Parameters for multi-domain can be set in configs/config_single_domain.py

  • Parameters for Amazon Review Data (2018)
embed_dim = 32
epoch = 10
batch_size = 2048
seed = 2012
lr = 1e-7  
max_lr = 1e-3
weight_decay = 0.002

Training

  • running on GPUs with DistributedDataParallel

    • Start training:

      tmux new -s my_session	# (Optional)
      cd multi-domain
      CUDA_VISIBLE_DEVICES=0,1 nohup torchrun --nproc_per_node=2 training/main.py > output.log 2>&1 &
    • Press the following keys to detach from session my_session:

      Ctrl + B + D

    • Use the following code to attach session my_session:

      tmux attach-session -t my_session
  • The python command above will run in the background, you can view the results through the file ms_log/output.log.

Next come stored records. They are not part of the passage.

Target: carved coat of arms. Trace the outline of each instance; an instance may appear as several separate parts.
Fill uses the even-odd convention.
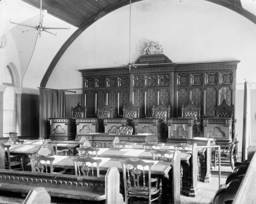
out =
[[[147,42],[146,46],[141,49],[141,54],[145,55],[154,55],[163,53],[162,45],[158,42],[155,42],[151,40]]]

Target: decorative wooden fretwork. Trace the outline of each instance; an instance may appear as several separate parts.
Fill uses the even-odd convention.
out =
[[[108,88],[117,88],[117,78],[116,77],[108,77],[107,83]]]
[[[119,115],[122,115],[122,107],[129,105],[129,92],[121,90],[119,92]]]
[[[170,105],[170,91],[163,89],[159,90],[159,101],[163,101],[163,104],[168,106]]]
[[[157,76],[156,75],[148,75],[146,76],[147,86],[157,86]]]
[[[122,107],[131,101],[140,106],[143,117],[148,116],[153,103],[162,101],[170,105],[171,118],[180,116],[181,106],[191,99],[201,106],[202,117],[213,116],[223,99],[229,105],[235,103],[239,61],[173,63],[166,57],[163,54],[141,56],[136,63],[148,65],[130,71],[125,66],[79,70],[85,99],[82,105],[87,108],[88,117],[95,117],[96,107],[107,100],[115,109],[113,117],[118,118],[122,117]],[[116,92],[114,97],[111,91]],[[108,93],[108,98],[103,93]],[[97,99],[93,99],[96,94]]]
[[[96,93],[94,92],[85,92],[85,104],[87,107],[87,115],[95,115],[96,113],[95,107]]]
[[[144,77],[143,75],[140,76],[134,76],[134,87],[143,87],[144,85]]]
[[[215,85],[218,83],[218,73],[208,73],[206,74],[206,84]]]
[[[120,88],[129,87],[129,78],[127,76],[122,76],[119,78],[119,87]]]
[[[205,115],[214,115],[214,111],[217,105],[217,91],[215,88],[206,89],[205,99]]]
[[[113,117],[117,115],[117,93],[114,90],[111,90],[108,93],[108,105],[110,107],[113,107]]]
[[[193,100],[194,104],[198,107],[201,106],[201,108],[203,106],[203,94],[202,89],[193,89],[191,90],[191,99]]]
[[[233,82],[233,76],[232,73],[221,73],[221,84],[232,84]]]
[[[189,75],[179,75],[178,79],[179,86],[188,86],[189,84]]]
[[[147,90],[146,98],[146,115],[148,116],[152,115],[152,107],[157,104],[157,94],[155,89],[148,89]]]
[[[204,83],[204,75],[203,74],[192,74],[192,85],[202,86]]]
[[[140,115],[145,115],[144,92],[142,89],[134,90],[134,104],[140,106]]]
[[[159,86],[168,86],[170,85],[169,75],[159,75]]]
[[[181,107],[183,105],[186,106],[189,103],[189,92],[187,89],[179,89],[177,101],[178,110],[180,111],[181,110]]]
[[[220,102],[225,100],[229,106],[232,104],[232,90],[230,87],[222,87],[219,91]]]
[[[96,80],[96,88],[97,89],[105,89],[106,88],[106,78],[98,78]]]
[[[99,91],[97,93],[97,106],[101,107],[104,105],[107,101],[107,93],[104,91]]]

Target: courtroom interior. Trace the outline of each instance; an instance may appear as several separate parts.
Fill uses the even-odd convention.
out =
[[[253,203],[254,0],[0,0],[0,203]]]

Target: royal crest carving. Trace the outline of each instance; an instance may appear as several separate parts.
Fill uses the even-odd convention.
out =
[[[146,46],[141,49],[143,55],[155,55],[163,53],[162,45],[158,42],[155,42],[153,40],[147,42]]]

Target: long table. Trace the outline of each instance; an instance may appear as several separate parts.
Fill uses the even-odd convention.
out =
[[[175,152],[175,155],[170,161],[153,161],[149,160],[143,160],[145,162],[154,162],[154,164],[151,169],[151,174],[161,176],[163,178],[165,178],[168,181],[171,182],[170,185],[172,188],[172,192],[166,192],[164,190],[163,193],[169,194],[172,195],[172,203],[180,203],[180,155],[178,151]],[[71,158],[77,156],[64,156],[64,155],[52,155],[51,157],[55,158],[52,163],[54,167],[62,167],[66,168],[73,168],[74,164]],[[116,167],[119,172],[122,172],[122,168],[119,158],[111,158],[103,157],[94,157],[95,159],[100,159],[102,162],[99,164],[100,170],[107,171],[112,167]],[[122,159],[124,159],[123,158]],[[164,184],[165,182],[163,182]],[[166,187],[163,186],[164,188]],[[163,197],[167,197],[165,194]]]

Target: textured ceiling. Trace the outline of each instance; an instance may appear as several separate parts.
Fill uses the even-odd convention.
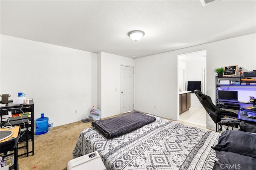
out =
[[[1,1],[1,34],[136,58],[255,33],[255,0]],[[137,42],[127,33],[140,30]]]

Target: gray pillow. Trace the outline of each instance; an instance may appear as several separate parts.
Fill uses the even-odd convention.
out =
[[[229,152],[216,151],[218,159],[212,167],[216,170],[252,170],[256,167],[256,159]]]
[[[212,148],[218,151],[226,151],[256,158],[256,134],[238,130],[222,132],[218,144]]]

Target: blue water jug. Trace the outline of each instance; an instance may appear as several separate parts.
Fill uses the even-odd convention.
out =
[[[36,134],[42,134],[48,132],[49,118],[44,117],[44,113],[41,114],[41,117],[36,120]]]

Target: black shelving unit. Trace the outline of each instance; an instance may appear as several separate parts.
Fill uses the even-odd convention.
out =
[[[28,128],[27,129],[25,129],[24,134],[26,134],[26,130],[28,130],[28,139],[29,142],[32,142],[32,148],[29,148],[28,152],[22,154],[19,154],[18,156],[27,155],[29,155],[29,154],[34,154],[34,103],[33,99],[30,99],[29,104],[26,105],[14,105],[13,103],[9,102],[8,105],[5,106],[0,107],[0,126],[1,127],[4,127],[6,123],[6,120],[10,117],[14,115],[22,114],[23,113],[29,113],[28,119],[29,121]],[[11,114],[11,115],[10,115]],[[22,132],[21,132],[21,133]],[[19,139],[19,142],[26,140],[26,136],[25,135],[23,135],[22,137]],[[18,148],[22,148],[24,146],[22,146]],[[31,148],[31,147],[30,147]]]
[[[255,106],[255,103],[250,102],[250,98],[247,96],[248,101],[236,101],[229,100],[220,99],[218,96],[220,89],[222,90],[246,90],[250,89],[252,91],[256,92],[256,84],[253,83],[246,84],[242,81],[243,79],[252,78],[256,79],[256,77],[215,77],[215,102],[217,107],[234,110],[239,110],[240,107],[251,107]],[[222,80],[224,80],[225,84],[222,83]],[[228,82],[229,81],[229,83]],[[245,83],[245,84],[243,84]],[[255,95],[256,96],[256,95]],[[255,96],[256,97],[256,96]]]

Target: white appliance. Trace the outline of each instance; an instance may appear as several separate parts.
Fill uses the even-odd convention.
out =
[[[106,170],[97,151],[76,158],[68,162],[68,170]]]

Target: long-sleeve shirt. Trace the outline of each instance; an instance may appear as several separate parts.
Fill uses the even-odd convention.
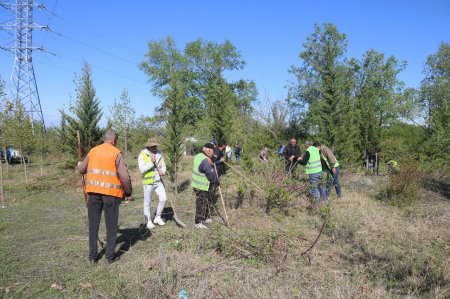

     13%|█▎        | 31/14524 [06:23<36:26:32,  1.36it/s, train_auc=0.713, train_loss=0.47034054]
     ...
  • The model checkpoint will be saved in the current directory.

Training Performance

Parameters GPU
Model Version Uni-CTR
Resource GPU 8$\times$NVIDIA V100 32G
Uploaded Date 12/09/2023 (month/day/year)
Pytorch Version 2.0.1
Dataset [1]
Domains [0,2,3]
Training Parameters epoch=10, batch_size=3$\times$len(device_ids), lr=1e-4
Optimizer AdamW
Loss Function Sigmoid Cross Entropy With Logits
outputs AUC
Loss
Per Step Time ms

Inference Performance

Parameters GPU
Model Version Uni-CTR
Resource GPU 8$\times$NVIDIA V100 32G
Uploaded Date 12/09/2023 (month/day/year)
Pytorch Version 2.0.1
Dataset [1]
Domains [0,2,3]
batch_size 150$\times$len(device_ids)
outputs AUC
AUC [0.7523, 0.7569, 0.7246]

We set the random seed before training in model_config.py.